Ülkemizde kedi ve köpekler için her türlü tıbbi müdahale ve koruyucu hekimlik önlemlerini uygulamada tek başına mücadele eden sahip serbest veteriner hekimler, NETAP desteklerinin başladığı 2023 yılı öncesinde de olduğu gibi, bugün de mesleklerini gerçekleştirirken, Özel Sağlık Kurumu statüsündeki kliniklerinde faaliyetlerine devam etmektedir. İlgili yalan, yanlış ve olumsuz sosyal medya paylaşımlarında yer alan maddi odaklı beklentilerin, sokak hayvanları üzerinde sorumluluk sahibi yerel yönetimler tarafından gerekli yatırımlar yapılmayıp, tıbbi müdahaleler ve kısırlaştırma faaliyetleri gerçekleştirilmemiş olmasından dolayı, bu uygulamaların serbest veteriner hekimlerden bilinçsizce talep edilmesi, kabul edilemez bir olgu olarak ortada durmaktadır.”

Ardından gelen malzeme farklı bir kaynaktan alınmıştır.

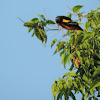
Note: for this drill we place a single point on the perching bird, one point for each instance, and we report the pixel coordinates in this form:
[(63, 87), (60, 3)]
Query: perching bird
[(67, 23)]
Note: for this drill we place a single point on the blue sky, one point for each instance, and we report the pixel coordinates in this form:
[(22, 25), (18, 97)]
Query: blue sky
[(27, 68)]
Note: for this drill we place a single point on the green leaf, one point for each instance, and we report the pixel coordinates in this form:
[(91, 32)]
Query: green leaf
[(41, 16), (32, 23), (60, 45), (68, 57), (77, 8), (98, 8), (50, 22), (72, 95), (86, 79), (86, 95), (69, 15), (95, 84), (96, 73), (33, 34), (63, 57), (30, 29), (53, 42), (55, 90)]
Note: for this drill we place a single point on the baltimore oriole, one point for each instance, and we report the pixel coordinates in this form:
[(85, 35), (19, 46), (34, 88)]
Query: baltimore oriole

Açıklamada, veteriner hekim üyelerin haklarında olumsuz paylaşımların devam etmesinin de kabul edilebilir bir mevzu olmadığına işaret edilerek, “sokak hayvanlarının popülasyonunun kontrol altına alınması” konusunda birliğin, tüm üyelerin katkıları ile bir kaç aylık süreç içinde yapmayı planladığı bir etkinlik ve organizasyon ile ilgili de bir faaliyet planladığı da kaydedildi.